Une critique politique qui dépasse les bornes
David Mbadinga, président de l’Union des patriotes gabonais loyalistes (UPGL) et porte-parole du collectif, a marqué les esprits avec une phrase devenue virale : « On peut contester un Président sans insulter sa mère ». Il était accompagné de Florentin Moussavou (Conscience et action citoyenne – CAC) et Paskhal Nkoulou (Bloc démocratique populaire – BDP), tous unis pour condamner ces attaques. Pour ces leaders, ces débordements nuisent non seulement à l’image des personnalités visées, mais aussi à celle du Gabon tout entier.
« Quand le débat politique se transforme en un champ de bataille d’injures, d’humiliations et d’attaques personnelles, c’est l’ensemble du pays qui en subit les conséquences », a souligné David Mbadinga, insistant sur le fait que ces excès ne reflètent pas les valeurs de la Nation.
Des vidéos virales qui choquent la classe politique
Parmi les activistes pointés du doigt, Landry Mbeng, connu sous le pseudonyme « Lanlaire » et résidant en Suisse, a été particulièrement critiqué pour ses déclarations jugées insultantes envers le chef de l’État, sa mère ainsi que la Première Dame, Zita Oligui Nguema.
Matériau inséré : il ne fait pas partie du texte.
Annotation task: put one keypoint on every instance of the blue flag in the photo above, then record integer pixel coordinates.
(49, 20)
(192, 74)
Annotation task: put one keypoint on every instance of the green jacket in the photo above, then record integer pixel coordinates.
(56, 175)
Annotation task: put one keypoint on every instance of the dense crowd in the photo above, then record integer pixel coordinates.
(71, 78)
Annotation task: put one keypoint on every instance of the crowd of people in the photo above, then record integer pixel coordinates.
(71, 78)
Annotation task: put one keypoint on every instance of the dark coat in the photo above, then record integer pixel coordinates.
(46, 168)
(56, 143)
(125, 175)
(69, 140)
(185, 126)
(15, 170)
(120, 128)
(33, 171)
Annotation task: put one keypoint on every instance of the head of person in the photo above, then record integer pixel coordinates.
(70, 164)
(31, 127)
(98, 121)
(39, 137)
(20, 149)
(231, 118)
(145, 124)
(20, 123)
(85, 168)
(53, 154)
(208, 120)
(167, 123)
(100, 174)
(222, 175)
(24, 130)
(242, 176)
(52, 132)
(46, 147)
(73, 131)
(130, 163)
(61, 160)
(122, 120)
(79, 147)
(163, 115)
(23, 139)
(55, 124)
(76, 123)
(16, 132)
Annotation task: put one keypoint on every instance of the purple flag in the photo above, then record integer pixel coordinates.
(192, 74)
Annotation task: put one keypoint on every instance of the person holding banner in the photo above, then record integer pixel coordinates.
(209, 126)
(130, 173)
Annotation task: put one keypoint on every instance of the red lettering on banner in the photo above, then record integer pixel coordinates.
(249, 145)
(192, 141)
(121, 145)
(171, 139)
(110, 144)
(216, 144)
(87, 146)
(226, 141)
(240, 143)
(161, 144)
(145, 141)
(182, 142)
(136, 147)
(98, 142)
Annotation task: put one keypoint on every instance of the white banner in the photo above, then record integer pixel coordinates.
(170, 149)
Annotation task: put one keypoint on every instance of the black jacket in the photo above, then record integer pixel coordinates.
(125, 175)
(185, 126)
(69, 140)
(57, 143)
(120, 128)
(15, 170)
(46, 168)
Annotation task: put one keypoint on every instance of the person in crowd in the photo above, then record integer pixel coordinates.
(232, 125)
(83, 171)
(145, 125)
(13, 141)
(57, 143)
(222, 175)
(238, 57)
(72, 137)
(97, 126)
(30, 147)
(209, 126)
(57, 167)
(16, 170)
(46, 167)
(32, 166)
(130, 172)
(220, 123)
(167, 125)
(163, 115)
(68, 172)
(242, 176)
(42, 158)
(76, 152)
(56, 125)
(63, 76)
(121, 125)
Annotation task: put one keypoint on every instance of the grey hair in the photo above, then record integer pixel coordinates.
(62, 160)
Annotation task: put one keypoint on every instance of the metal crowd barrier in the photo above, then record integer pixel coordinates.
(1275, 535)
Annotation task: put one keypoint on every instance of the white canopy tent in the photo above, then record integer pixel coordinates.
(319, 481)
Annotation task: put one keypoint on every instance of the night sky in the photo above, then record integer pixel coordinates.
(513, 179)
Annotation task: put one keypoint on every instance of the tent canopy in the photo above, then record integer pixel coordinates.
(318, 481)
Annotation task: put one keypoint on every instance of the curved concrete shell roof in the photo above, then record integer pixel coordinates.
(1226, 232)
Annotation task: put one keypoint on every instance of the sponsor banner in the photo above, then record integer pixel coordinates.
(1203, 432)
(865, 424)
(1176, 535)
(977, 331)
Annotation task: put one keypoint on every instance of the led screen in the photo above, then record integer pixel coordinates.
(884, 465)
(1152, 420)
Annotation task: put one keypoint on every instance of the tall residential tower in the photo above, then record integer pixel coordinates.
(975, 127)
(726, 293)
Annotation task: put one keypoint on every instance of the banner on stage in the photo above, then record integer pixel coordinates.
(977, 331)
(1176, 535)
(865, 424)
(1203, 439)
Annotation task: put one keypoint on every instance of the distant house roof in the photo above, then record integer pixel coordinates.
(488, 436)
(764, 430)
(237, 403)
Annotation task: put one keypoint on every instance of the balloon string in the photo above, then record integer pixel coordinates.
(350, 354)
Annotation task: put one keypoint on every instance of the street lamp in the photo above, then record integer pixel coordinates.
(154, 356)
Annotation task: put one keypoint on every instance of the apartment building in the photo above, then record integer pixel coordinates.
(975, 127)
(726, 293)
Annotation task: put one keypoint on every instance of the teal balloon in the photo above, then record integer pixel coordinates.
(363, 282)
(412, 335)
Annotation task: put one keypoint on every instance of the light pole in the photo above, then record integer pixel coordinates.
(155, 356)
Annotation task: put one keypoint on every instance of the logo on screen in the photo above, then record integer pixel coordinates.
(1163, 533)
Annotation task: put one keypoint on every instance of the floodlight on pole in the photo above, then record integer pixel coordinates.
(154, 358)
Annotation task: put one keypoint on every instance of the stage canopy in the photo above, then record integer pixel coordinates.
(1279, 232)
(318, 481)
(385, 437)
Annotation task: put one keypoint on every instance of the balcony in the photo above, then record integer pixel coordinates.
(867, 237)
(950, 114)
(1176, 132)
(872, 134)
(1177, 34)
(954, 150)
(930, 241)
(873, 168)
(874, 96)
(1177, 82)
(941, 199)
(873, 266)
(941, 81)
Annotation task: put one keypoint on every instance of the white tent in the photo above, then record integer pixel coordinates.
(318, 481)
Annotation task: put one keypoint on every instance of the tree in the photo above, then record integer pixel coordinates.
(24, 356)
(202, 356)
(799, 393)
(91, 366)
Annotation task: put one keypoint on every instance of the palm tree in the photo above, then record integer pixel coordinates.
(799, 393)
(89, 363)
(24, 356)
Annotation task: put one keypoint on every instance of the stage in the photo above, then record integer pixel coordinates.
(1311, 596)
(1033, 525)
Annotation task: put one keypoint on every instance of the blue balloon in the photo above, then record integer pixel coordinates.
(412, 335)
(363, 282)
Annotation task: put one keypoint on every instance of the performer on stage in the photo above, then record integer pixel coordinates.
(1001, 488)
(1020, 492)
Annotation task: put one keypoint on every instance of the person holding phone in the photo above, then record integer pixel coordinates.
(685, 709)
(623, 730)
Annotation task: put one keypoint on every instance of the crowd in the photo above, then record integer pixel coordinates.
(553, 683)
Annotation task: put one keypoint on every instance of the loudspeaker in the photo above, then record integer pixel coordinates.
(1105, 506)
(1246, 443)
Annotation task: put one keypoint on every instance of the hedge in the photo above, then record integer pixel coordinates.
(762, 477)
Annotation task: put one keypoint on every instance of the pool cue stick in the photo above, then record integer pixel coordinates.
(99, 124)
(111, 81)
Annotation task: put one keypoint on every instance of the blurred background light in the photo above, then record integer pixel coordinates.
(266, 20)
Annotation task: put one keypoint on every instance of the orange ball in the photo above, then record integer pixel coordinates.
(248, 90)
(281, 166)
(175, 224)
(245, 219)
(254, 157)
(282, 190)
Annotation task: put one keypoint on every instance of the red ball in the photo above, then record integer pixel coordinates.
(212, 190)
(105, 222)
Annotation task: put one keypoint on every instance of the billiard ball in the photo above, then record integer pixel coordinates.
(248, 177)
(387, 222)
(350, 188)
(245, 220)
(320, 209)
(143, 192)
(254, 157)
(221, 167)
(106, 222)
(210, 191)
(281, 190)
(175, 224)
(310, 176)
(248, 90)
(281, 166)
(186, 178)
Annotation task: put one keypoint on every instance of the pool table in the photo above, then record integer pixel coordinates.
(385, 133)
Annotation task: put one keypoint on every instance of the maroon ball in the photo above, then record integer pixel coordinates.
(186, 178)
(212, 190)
Ces vidéos, largement partagées sur les réseaux sociaux, ont provoqué une vague de réactions négatives au sein de la classe politique gabonaise.
Un appel à l’apaisement en août, mois de la Nation
Conscients de l’importance de cette période symbolique, les responsables politiques ont lancé un appel solennel à la paix et à la cohésion nationale. « Août, mois de la Nation, est une occasion pour chaque Gabonais de réaffirmer son attachement à la République, à la paix et à l’unité », ont-ils déclaré. Ils ont insisté sur la nécessité de préserver le débat public, en le recentrant sur des arguments constructifs plutôt que sur des attaques personnelles.
Pour ces dirigeants, la contestation politique doit rester un exercice de démocratie, mais elle doit également respecter les principes fondamentaux de dignité et de respect mutuel. Une manière de rappeler que la souveraineté gabonaise se construit aussi par la qualité des échanges, même lorsqu’ils sont vifs.